Um aspecto notável da passagem de Harris pelo Brasil foi sua conexão com as teorias econômicas heterodoxas que floresciam na UnB. Diferente de Stanford, onde a escola neoclássica dominava, Brasília oferecia um ambiente mais pluralista, com diversas correntes de pensamento convivendo e dialogando. Harris, que sempre foi crítico das teorias econômicas mainstream, encontrou na UnB um espaço onde suas ideias críticas ao capitalismo eram bem recebidas. “Ele sempre foi bem heterodoxo em economia, e isso fez com que ele se sentisse à vontade na UnB”, reflete Araujo. Essa convivência plural foi fundamental para que Harris pudesse aprofundar suas reflexões sobre o desenvolvimento econômico e a desigualdade.

O interesse de Donald Harris pelo Brasil, no entanto, não começou nos anos 1990. Já na década de 1960, ele demonstrava um profundo engajamento com o pensamento econômico latino-americano. Em 1966, ele escreveu uma resenha crítica sobre o livro Dialética do Desenvolvimento, do economista brasileiro Celso Furtado, uma obra que explora os dilemas do subdesenvolvimento na América Latina.
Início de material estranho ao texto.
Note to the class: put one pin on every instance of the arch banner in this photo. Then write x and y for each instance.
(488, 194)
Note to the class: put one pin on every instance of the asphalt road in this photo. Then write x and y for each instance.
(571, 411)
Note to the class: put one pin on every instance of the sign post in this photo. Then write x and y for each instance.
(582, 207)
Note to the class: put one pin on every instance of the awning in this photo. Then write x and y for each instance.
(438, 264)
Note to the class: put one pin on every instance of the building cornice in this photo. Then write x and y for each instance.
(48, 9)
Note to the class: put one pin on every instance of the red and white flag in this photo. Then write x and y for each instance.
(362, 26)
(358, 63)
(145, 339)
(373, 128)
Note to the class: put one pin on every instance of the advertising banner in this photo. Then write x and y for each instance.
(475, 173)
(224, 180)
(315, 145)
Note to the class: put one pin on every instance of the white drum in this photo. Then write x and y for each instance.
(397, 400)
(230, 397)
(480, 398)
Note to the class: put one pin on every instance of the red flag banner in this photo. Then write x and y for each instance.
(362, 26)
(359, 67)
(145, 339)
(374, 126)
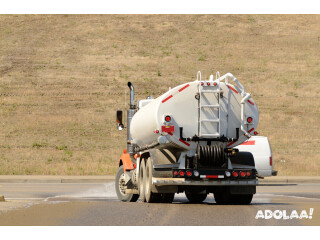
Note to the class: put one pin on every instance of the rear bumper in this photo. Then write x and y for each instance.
(204, 182)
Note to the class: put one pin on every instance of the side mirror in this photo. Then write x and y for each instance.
(119, 120)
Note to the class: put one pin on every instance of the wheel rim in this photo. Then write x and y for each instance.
(122, 187)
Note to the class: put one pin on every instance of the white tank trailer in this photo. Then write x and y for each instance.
(186, 141)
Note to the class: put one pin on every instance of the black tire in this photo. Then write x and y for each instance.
(141, 180)
(119, 186)
(196, 198)
(225, 198)
(167, 197)
(151, 197)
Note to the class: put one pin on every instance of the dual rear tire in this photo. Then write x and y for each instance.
(121, 188)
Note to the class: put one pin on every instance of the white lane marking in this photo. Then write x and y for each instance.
(25, 199)
(281, 195)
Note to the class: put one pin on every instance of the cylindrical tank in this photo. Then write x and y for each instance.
(206, 109)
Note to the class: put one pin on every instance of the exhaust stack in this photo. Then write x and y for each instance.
(131, 87)
(131, 112)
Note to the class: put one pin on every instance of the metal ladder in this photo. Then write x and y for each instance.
(213, 120)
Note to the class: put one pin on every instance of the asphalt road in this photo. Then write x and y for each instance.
(96, 204)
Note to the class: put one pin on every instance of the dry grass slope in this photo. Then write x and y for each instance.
(63, 76)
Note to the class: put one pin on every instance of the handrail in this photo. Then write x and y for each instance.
(198, 74)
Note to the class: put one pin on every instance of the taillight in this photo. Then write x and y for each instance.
(167, 118)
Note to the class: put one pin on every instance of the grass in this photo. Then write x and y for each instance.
(62, 77)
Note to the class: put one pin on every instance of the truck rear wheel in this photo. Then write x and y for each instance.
(121, 188)
(141, 180)
(151, 197)
(196, 198)
(167, 197)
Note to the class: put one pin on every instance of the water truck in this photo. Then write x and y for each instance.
(198, 138)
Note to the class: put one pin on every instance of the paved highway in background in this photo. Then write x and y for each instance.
(96, 204)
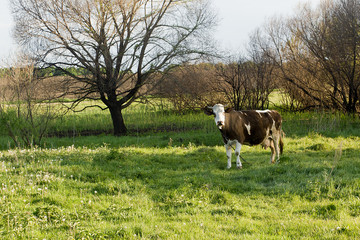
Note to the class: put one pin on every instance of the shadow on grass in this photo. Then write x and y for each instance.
(169, 174)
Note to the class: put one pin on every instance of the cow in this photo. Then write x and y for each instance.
(251, 127)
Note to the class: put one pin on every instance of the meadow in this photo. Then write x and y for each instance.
(168, 180)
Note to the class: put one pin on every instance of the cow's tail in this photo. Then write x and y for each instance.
(281, 143)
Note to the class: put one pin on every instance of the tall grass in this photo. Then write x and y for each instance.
(168, 180)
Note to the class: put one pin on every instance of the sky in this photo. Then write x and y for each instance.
(237, 20)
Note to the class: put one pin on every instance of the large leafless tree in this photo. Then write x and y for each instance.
(118, 43)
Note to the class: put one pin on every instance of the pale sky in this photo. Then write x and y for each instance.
(238, 19)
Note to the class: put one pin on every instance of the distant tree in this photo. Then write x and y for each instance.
(119, 44)
(317, 54)
(247, 81)
(27, 117)
(190, 87)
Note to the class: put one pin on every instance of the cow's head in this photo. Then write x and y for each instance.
(218, 110)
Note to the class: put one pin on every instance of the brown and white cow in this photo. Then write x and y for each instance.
(250, 127)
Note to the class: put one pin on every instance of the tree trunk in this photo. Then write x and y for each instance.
(118, 121)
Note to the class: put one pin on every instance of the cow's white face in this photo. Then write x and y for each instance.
(219, 112)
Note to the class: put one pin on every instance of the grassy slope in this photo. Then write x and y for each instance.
(148, 186)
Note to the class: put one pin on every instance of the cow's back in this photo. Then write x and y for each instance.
(250, 127)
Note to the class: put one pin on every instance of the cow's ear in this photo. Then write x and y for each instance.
(208, 111)
(229, 110)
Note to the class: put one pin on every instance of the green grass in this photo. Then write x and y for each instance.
(175, 185)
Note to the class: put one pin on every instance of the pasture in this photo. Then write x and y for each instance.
(168, 180)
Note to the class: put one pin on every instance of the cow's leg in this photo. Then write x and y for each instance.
(277, 148)
(228, 154)
(237, 154)
(272, 148)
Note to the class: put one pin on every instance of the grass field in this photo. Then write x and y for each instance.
(173, 183)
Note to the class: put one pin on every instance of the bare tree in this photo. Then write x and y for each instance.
(29, 113)
(317, 52)
(190, 87)
(118, 43)
(246, 82)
A análise de Harris foi extremamente positiva, destacando a relevância da obra de Furtado para a compreensão das complexidades econômicas da região. Esse interesse precoce pelo Brasil refletia seu compromisso em entender as dinâmicas econômicas dos países em desenvolvimento, e ajudou a moldar seu trabalho acadêmico nas décadas seguintes.

Harris, além de acadêmico, foi consultor de diversas organizações internacionais, como a ONU e o Banco Mundial, além de governos ao redor do mundo. Sua atuação como consultor econômico na Jamaica, seu país natal, foi especialmente significativa. Ele desempenhou um papel importante na formulação de estratégias de crescimento econômico para o governo jamaicano, contribuindo para o desenvolvimento de políticas que buscavam promover a equidade social.

Essa trajetória internacional de Donald Harris, que inclui passagens por diversas universidades nos Estados Unidos e consultorias ao redor do mundo, teve um impacto profundo em sua visão sobre o desenvolvimento econômico. Ele era um crítico ferrenho da desigualdade gerada pelo sistema capitalista, e dedicou grande parte de sua carreira a estudar as formas pelas quais o capital se acumula de forma desigual, criando um desenvolvimento econômico assimétrico entre diferentes regiões e classes sociais.

Mesmo após se aposentar de Stanford em 1998, Harris manteve seu título de professor emérito e continuou a ser uma figura influente no mundo acadêmico. Ele recebeu diversas honrarias ao longo de sua vida, incluindo a Ordem do Mérito na Jamaica, em reconhecimento por suas contribuições ao desenvolvimento do país. Sua aposentadoria não significou um fim à sua atuação intelectual; pelo contrário, ele passou a dedicar-se de forma mais ativa ao desenvolvimento de políticas públicas que buscassem promover o crescimento econômico com justiça social.

A vida pessoal de Harris também foi marcada por episódios que ecoam na história contemporânea. Pai de Kamala Harris, atual vice-presidente dos Estados Unidos, ele ganhou atenção renovada em 2020 durante a campanha presidencial americana. No entanto, sua relação com Kamala sempre foi discreta, e ele raramente comenta sobre a trajetória política da filha. Em um episódio de 2019, ele chegou a se distanciar publicamente de uma brincadeira feita por Kamala sobre sua herança jamaicana, demonstrando sua preocupação em preservar a reputação de sua família.

Ao final, Donald Harris deixa um legado intelectual que transcende fronteiras. Seu pensamento econômico, que combina rigor acadêmico com uma visão crítica do desenvolvimento capitalista, continua a influenciar gerações de economistas e formuladores de políticas públicas. No Brasil, ele é lembrado não apenas como um grande professor, mas como alguém que contribuiu para o desenvolvimento do pensamento econômico no país, promovendo diálogos fundamentais para a compreensão das desigualdades e desafios que o Brasil enfrenta até hoje.